Und nun muß ich Dir von Deiner kleinen Elin erzählen, daß sie so wohl und vergnügt ist wie nur möglich; sie hat zwei Vorderzähne bekommen und ihr Haar lockt sich über der Stirn. Sie ist das süßeste Kind, das je geboren wurde, und wenn sie lacht, dann sieht sie jemand so ähnlich, daß mir beinahe das Herz bricht, wenn ich sie ansehe. Margret ist so gut zu unserm Liebling, als ob sie seine eigene Mutter wäre, und für Deinen Vater und den Faktor gibt es nichts Lieberes unter der Sonne als das Kind. Und was mich betrifft, so geht mir das Herz beinahe über, wenn ich daran denke, daß Gott in seiner Güte uns alten Leuten diesen kleinen Engel geschickt hat, als Trost nach all unserm Kummer, denn sie ist wie der Frühling nach einem harten Winter, wenn Schnee und Eis solange angehalten haben, daß wir denken, wir können nie wieder Gras sehen oder die Flüsse rauschen hören, und dann sind plötzlich die grünen Felder wieder da und die glitzernden Flüsse und die ganze fröhliche Blumenpracht.

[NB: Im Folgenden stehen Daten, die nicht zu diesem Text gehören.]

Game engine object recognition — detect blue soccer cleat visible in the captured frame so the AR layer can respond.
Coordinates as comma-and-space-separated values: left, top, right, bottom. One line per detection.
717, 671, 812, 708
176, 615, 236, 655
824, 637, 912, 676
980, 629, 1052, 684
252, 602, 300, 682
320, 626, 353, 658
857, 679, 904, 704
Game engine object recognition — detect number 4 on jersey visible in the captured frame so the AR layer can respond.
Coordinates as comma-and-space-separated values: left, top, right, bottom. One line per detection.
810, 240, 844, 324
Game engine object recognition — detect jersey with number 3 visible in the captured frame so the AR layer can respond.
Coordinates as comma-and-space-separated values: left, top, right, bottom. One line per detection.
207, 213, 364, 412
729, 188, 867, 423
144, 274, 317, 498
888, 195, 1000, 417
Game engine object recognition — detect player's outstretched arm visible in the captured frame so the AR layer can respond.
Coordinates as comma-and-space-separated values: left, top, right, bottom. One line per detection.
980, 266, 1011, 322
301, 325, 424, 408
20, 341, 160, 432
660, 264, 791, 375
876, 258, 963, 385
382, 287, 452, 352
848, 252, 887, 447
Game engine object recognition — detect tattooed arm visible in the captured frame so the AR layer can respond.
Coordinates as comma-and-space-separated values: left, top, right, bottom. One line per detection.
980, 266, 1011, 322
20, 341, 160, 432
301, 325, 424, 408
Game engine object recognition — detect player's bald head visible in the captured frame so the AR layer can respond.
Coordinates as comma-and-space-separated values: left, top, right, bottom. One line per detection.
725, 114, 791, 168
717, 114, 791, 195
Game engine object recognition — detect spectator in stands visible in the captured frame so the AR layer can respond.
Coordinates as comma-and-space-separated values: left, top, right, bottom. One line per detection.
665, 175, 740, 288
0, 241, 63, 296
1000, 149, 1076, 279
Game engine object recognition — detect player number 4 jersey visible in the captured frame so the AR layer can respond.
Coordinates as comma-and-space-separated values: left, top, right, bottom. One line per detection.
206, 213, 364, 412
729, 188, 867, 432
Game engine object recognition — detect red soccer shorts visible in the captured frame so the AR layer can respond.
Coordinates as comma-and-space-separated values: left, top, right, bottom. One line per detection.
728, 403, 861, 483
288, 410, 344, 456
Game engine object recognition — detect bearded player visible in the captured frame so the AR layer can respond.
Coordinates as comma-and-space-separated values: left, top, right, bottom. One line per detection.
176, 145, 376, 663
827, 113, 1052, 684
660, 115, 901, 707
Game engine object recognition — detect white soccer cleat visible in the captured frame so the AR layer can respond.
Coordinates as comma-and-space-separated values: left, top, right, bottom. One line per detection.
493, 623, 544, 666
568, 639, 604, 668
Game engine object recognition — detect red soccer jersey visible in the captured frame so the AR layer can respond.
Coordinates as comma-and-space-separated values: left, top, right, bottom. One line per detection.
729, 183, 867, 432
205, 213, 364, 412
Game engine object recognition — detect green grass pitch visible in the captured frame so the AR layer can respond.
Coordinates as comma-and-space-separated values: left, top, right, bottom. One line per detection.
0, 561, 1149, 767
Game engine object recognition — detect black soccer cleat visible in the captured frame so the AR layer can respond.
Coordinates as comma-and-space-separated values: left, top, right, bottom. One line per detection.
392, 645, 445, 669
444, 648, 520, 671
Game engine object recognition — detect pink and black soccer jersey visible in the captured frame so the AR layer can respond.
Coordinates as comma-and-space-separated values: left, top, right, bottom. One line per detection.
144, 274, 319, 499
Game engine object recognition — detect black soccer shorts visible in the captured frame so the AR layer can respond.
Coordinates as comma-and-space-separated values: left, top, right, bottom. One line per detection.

Und nun mußt Du Deiner Mutter nicht böse sein, wenn sie Dir, trotzdem es Dir so gut geht, ein kleines Geschenk schickt. Maria ist den ganzen Tag in der Küche gewesen und hat Deine Schulkiste gepackt und Gott weiß was sie alles hinein getan haben mag. Aber ich stricke Dir ein paar Strümpfe aus der braunen Wolle von der alten Maggie und ich hoffe, Du wirst es nicht verschmähen sie zu tragen, denn sie halten Dir bei kaltem Wetter die Füße warm, während die englischen Socken so baumwollen und dünn sein müssen. Dann fiel mir auch ein, wie gern Du immer unser geräuchertes Hammelfleisch mochtest, und so sagte ich Maria, sie möchte etwas davon einpacken und auch ein paar Rollen Rullapilsa.
Der Gouverneur darf es nicht erfahren, daß ich Dir Hammelfleisch schicke – er würde es so töricht und unnütz finden – und natürlich kann ich nicht erwarten, daß Du es, wo es soviel Gutes zu essen und zu trinken gibt, Deinen englischen Freunden anbieten wirst; aber vielleicht kannst Du es irgendwo in einem Schrank aufbewahren und eine Scheibe davon essen, wenn Du ganz allein bist.
Und nun muß ich schließen, denn Magnus ist mit seinem Papier zu Ende. Es freut mich so sehr, daß Du ein behagliches Schlafzimmer hast, und ich wollte, ich könnte Deiner Wirtin danken, daß sie so mütterlich und freundlich zu Dir ist. Ich werde sie in dieser Welt wohl nie zu sehen bekommen, aber wir treffen uns eines Tages im Himmel und dann will ich ihr danken.
Und nun, mein lieber Sohn, vergiß inmitten Deines großen Wohlstandes nicht, daß alle gute Gabe von Gott kommt und denke daran, stets auf Ihn zu vertrauen. Seinem Schutze empfehle ich Dich, denn Er kennt alle unsere Nöte und alle unsere Sorgen und alle unsere Geheimnisse, und Sein Auge wacht stets über uns und Sein Herz schläft nie.